Despite his skills, he didn't a chance of making the already strong team as a freshman. At least not without lying a bit.
"I went to practice and saw the team needed a number eight, so I told the coach I played number eight," recalls Oberg, who actually played flanker throughout high school. "I bluffed my way. I'm not sure how many of the guys figured it out. I'm sure the coach did after a while."
The number-eight position is usually held by a powerfully built veteran who directs the team's offense, while the flanker is a light wing who rapidly moves the ball forward.
Nevertheless, Oberg kept the spot on the A-Side. And the results couldn't have been better.
Oberg has been a star at his adopted position all four years he's been here, earning honors in both the New England region and his native Canada.
In his last year at Harvard, Oberg captained the rugby team to a berth in the East Regional Final Four, where it eventually fell to perennial powerhouse Army.
In fact, of his four-year career on the "A-Side" (an unprecedented accomplishment), Oberg says this past year was the most memorable.
He recalls the team's last-minute, come-from-behind victory over Pencilvania to capture the New England regional. And he remembers how the team used its fine knowledge of the game to give its oversized and much-favored opponent, Army, a good run for its money in that ill-fated Eastern Final Four trip.
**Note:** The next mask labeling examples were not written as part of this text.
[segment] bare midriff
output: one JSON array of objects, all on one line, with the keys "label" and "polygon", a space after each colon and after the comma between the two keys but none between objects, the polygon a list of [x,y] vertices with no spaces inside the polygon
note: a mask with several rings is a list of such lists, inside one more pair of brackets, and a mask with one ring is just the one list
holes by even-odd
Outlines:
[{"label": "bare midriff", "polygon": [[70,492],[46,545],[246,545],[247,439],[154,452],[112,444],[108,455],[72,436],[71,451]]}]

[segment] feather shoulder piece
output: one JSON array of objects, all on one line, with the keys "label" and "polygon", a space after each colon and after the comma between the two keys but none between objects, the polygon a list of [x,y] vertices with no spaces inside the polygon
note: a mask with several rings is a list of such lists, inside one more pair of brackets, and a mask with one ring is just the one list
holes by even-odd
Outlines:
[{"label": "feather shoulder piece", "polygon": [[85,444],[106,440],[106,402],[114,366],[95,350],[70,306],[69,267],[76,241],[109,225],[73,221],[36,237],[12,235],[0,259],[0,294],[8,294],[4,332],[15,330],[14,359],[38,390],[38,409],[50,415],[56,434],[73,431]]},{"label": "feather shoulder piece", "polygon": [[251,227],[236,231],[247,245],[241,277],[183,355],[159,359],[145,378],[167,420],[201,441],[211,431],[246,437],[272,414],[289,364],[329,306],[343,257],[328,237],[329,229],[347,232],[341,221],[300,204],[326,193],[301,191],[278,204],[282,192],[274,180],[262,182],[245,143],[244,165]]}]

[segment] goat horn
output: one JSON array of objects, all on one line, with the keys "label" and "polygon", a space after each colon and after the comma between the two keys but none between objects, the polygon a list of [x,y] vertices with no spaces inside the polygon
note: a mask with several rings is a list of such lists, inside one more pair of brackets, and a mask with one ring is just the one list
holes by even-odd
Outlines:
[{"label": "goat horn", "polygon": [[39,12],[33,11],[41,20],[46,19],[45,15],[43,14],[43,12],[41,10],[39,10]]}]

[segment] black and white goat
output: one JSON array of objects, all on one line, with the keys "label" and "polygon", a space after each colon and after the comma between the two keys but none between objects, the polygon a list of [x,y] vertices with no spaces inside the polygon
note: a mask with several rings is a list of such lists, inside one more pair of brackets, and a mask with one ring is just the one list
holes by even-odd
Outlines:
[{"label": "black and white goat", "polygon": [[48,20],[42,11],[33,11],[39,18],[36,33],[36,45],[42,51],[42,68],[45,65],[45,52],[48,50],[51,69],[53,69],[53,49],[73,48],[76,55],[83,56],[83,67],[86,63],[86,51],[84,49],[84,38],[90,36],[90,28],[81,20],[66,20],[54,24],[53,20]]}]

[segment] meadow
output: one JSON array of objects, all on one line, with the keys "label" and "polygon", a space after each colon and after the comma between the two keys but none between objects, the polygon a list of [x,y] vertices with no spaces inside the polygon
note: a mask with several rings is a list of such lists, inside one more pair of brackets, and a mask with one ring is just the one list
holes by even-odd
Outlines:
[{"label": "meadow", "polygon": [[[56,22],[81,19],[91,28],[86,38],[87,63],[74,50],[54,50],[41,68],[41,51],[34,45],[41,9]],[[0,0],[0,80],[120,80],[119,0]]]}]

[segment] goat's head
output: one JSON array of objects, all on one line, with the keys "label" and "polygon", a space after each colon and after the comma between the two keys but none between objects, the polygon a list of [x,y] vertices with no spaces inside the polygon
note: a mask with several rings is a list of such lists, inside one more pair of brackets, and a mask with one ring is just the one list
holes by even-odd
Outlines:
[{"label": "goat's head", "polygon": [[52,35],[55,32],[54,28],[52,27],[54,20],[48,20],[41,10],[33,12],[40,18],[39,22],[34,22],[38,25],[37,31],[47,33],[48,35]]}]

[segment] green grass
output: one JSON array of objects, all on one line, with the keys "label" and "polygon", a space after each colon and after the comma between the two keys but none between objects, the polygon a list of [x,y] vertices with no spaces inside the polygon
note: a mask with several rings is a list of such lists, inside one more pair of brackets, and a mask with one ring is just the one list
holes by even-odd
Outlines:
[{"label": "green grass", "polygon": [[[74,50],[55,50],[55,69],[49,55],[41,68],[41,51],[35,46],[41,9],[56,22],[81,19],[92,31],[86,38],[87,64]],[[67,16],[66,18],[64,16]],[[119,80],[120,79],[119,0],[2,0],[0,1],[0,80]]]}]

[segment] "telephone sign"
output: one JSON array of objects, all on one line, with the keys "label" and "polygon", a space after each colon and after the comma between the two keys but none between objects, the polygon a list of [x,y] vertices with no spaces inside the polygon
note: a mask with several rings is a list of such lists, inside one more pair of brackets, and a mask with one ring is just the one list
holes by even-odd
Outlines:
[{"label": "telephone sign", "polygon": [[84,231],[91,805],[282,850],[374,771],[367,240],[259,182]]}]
"That game [against Army] will help Harvard in the future," Oberg says "Over the past four years, I've seen a change. We now feel like we're real contenders at a national level. It's a great feeling to know that you were part of that process."
The Kirkland resident says that support for rugby from both the administration and undergraduates has grown over the years he's been here.
Though it still must raise most of its budget on its won, the team receives more money from the Athletic Department than most club sports. And student participation, he says, seems to be at an all-time high. Up to 70 students play each term.
Oberg's devotion to the program, however, is curious, since rugby was never his first choice for a sport. The Saskatchewan native admits that his first love, as with most boys who grow up in Canada, was hockey.
At 15, he sys he picked up rugby to help him train in the off-season for hockey. The transition, he says, wasn't altogether smooth.
"I can remember my first time playing. Every play, this guy kept running me over, so when we took a water break I went over to my Dad and said I wanted to go home" Berg recalls.
He stayed with the sport, however, and by his final year in high school, Oberg was already playing in national tournaments. When he got to Harvard, Oberg harbored dreams of playing varsity hockey, but lacking the talent to make the big time he was content to remain on the JV squad. Rugby became his primary athletic focus.
"It's funny. Now instead of taking time out of rugby to practice hockey, I take time out of hockey to practice rugby," Oberg says.
Now that he's graduating, Oberg says he's prepared to put rugby behind him. But only for a little while. Sometime in the future, he says, he'd like to play on or possibly coach a quality rugby club. And time around, he won't have to lie about his talents to get a position.